Bu sorun yeni tip bir eşitsizlik doğurdu ya da eşitliğin yanlış anlaşılmasına hatta eşitliğin devreden çıkmasına neden oldu; dişiler çeşitli biçimlerde erkekleşti ama sözgelimi erkekler geleneksel bakım ve duygusal emek sorumluluklarında “müşterek”leşemedi. Cinsiyet ayrımcılığına karşıt, kalıpyargılardan uzak yayınlar üretilirken böyle bir sorun öngörülemezdi. Temel, nicel bir etken de vardı, okul öncesi, resimli çocuk kitaplarında en çok hayvanlar ve sonra da “annelik” etkisiyle dişil roller (eşitsiz, ikincil ve pasif de olsa) nicel olarak daha fazla yer alıyordu, babalar ve dedeler daha azdı [3]. Bir diğer etkense daha çok kadın yazarların özdeşliğin kolaylaştırıcılığında kadın karakterlerde değişim yaratmasıydı, kişisel görüşüm, erkekliği konu edinmekte çekincede kaldılar. Toplumsal kalıpyargıdaki rollerin bu eşitsiz güncellenişi (gündelik hayat da değiştiğine göre) bir denge sorunu doğurur mu? Ya da sadece kadınların edebi karakterler olarak güçlenmesi eşitsizlik sorununa ne kadar katkıda bulunabilir? Karşımızda kadınların ve kız çocuklarının daha çok kitap okuduğu istatistiği de duruyorken. Bununla beraber erkeklik çalışmalarının akademide yeni bir alan olduğunu biliyoruz, bu nedenle çocuk kitaplarındaki erkek temsilini anlamak için daha çok araştırmaya ve yazıya ihtiyacımız var.

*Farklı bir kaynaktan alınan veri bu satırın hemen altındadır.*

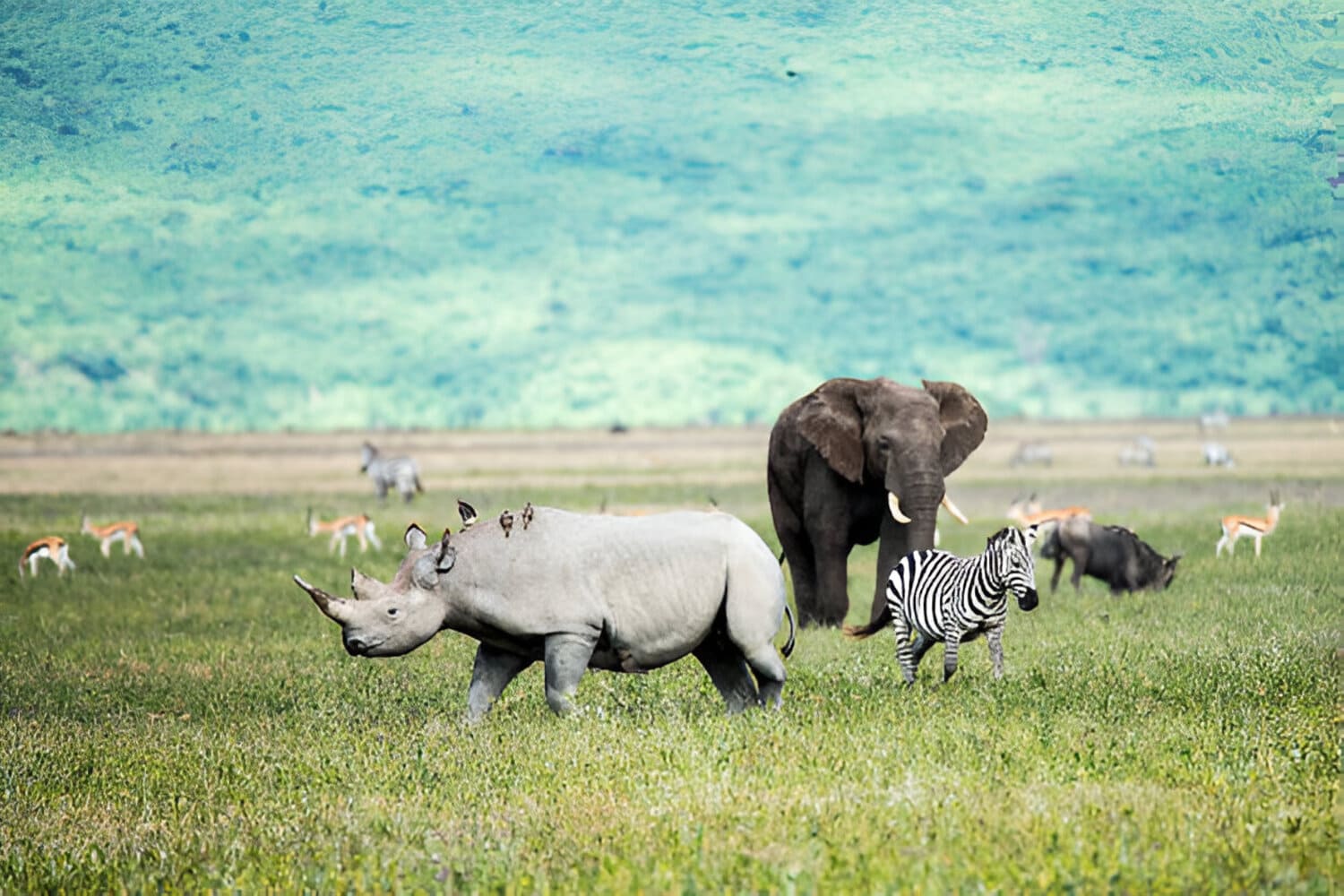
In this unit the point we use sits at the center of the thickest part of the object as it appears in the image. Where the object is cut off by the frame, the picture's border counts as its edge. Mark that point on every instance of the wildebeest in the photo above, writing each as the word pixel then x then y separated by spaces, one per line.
pixel 1109 552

Çocuk kitaplarında kadının temsilindeki değişim ile erkek temsilindeki değişmezliğin açtığı dengesizlik bizi başka bir gerçekliğe götürür mü? Denge zaten ya yoksa? Akademik araştırmaların, nicel genellemelerin dışında, belki de gerçekten toplumsal olarak kadın daha hızlı değişirken erkek ̶ özellikle de eşitlik söz konusuysa ̶ daha yavaş kalıyor olamaz mı? Bunu çocuk kitapları üzerinden görebilir miyiz? Anne işten eve geldiğinde bozuk musluğu tamir ederken, baba salona geçip ̶ artık gazetesini değil de ̶ telefonunu eline alıyorsa, sözgelimi. Kadınların özgür bireyler olarak işlendiği kitaplarda “müşterek”lik bahsine rastlamıyorsak ve babaları ev işlerine çağıran bir çocuk kitabında (Benim Babam Kötü Örnek, Aslı Tohumcu & Mavisu Demirağ) kulağa nefis gelen müş-te-rek sözcüğünü gördüğümüzde gözlerimiz ışıldıyorsa… Kız çocuğumuza Madam Curie’nin biyografisini, Virginia Woolf’u çıtlatan resimli bir kitabı (Kendime Ait Bir Oda, Serena Ballista & Chiara Carrer) kolaylıkla bulurken yanında duran, erkeklerin de ağladığına dair başka bir çocuk kitabıyla (Erkek Adam Ağlar, Jonty Howley) karşılaştığımızda tam da bu nedenle şaşırıyorsak… Kadınların nasıl yazar, pilot, mühendis olabileceğini göstermeye çalışırken, erkeklerin de ağlayabileceğini fark ettirmek bize bu dengeyi verebilir mi? Müşterekliği eşitleyebilir miyiz peki?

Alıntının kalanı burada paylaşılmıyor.